REPUBLIKA.CO.ID, BANDUNG -- Pemerintah Provinsi Jawa Barat akan mempercepat pelaksanaan vaksinasi guna mencapai kekebalan komunal. Gubernur Jawa Barat Ridwan Kamil Pemprov Jabar menargetkan kekebalan komunal atau herd immunity terbentuk akhir 2021. Untuk mengejar target tersebut, penyuntikan vaksin Covid-19 setiap harinya terus ditingkatkan. Saat ini, penyuntikan vaksin di Jabar sudah mencapai hampir 150.000 dosis per hari.

"Tapi itu tidak cukup.

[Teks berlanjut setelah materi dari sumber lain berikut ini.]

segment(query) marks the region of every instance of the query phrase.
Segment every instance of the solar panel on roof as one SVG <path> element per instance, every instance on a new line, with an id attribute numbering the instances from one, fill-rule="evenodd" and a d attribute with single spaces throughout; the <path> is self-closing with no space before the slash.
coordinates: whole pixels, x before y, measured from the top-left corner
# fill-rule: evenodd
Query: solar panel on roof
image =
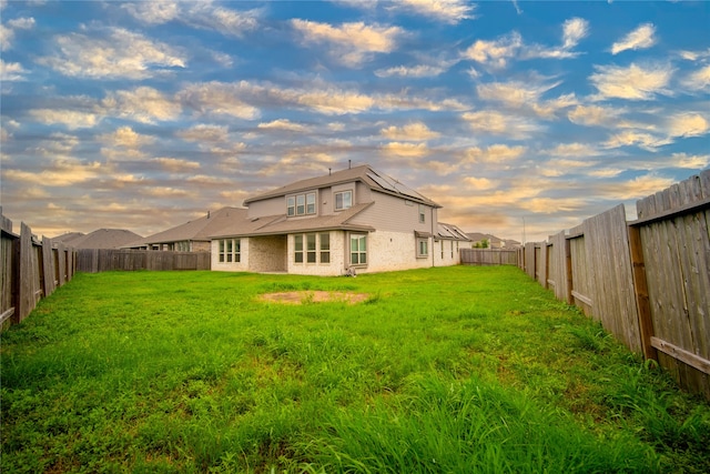
<path id="1" fill-rule="evenodd" d="M 426 200 L 426 198 L 424 198 L 422 194 L 419 194 L 418 192 L 414 191 L 410 188 L 407 188 L 406 185 L 396 182 L 394 180 L 392 180 L 389 177 L 385 177 L 385 175 L 379 175 L 376 174 L 374 172 L 372 173 L 367 173 L 367 175 L 375 181 L 377 184 L 379 184 L 379 186 L 382 186 L 383 189 L 387 190 L 387 191 L 392 191 L 392 192 L 396 192 L 397 194 L 402 194 L 402 195 L 406 195 L 409 198 L 414 198 L 416 200 Z"/>
<path id="2" fill-rule="evenodd" d="M 367 173 L 367 175 L 377 184 L 379 184 L 379 186 L 382 189 L 385 189 L 387 191 L 392 191 L 392 192 L 398 192 L 397 189 L 389 183 L 389 181 L 387 181 L 385 178 L 381 177 L 379 174 L 375 174 L 375 173 Z"/>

Oleh karena itu, kita akan tingkatkan ke 450.000 dosis per hari sampai Desember dengan memaksimalkan puskesmas yang belum optimal, berkeliling jadi tidak hanya di puskesmas tapi ke desa-desa," imbuhnya.

Selain itu, kata dia, untuk mempercepat penyuntikan vaksin Covid-19, Pemprov Jabar akan berkoordinasi dengan klinik-klinik dan rumah sakit untuk melaksanakan vaksinasi Covid-19. Mobil vaksinasi Covid-19 pun sudah dipersiapkan.

"Kemudian inovasi pihak ketiga, ada sentra vaksinasi di industri, mall, di mana-mana. Kami berharap Desember selesai dengan catatan jumlah vaksin yang diberikan ke Jabar itu minimal 15 juta dosis vaksin sebulan," kata Emil.

Berdasarkan data pen-prod.udata.id pada 10 Agustus 2021, masyarakat Jabar yang telah mendapat vaksinasi Covid-19 dosis pertama sebanyak 6.922.375 orang. Adapun untuk dosis kedua sebanyak 3.402.548 orang.

Pada periode yang sama, total distribusi vaksin Covid-19 dari pemerintah pusat ke Jabar sebanyak 13.346.384 dosis. Sedangkan realisasi sudah mencapai 10.181.667 dosis atau 76,28 persen dari total distribusi.

Adapun sisa distribusi-realisasi sebanyak 3.164.717 dosis akan digunakan untuk dosis kedua yang membutuhkan 3.469.079 dosis. Artinya, saat ini, Jabar kekurangan vaksin Covid-19 untuk dosis kedua sebanyak 304.362 dosis.

"Jadi saya keberatan kalau vaksinasi disebut Jabar masih rendah. Kita ini menghabiskan apa yang dikasih. Jadi jangan selalu mengukur dari persentase. Jumlah yang diberikan ke DKI dan Jabar itu mirip-mirip dan kita habiskan dengan kecepatan yang hampir sama," papar Emil.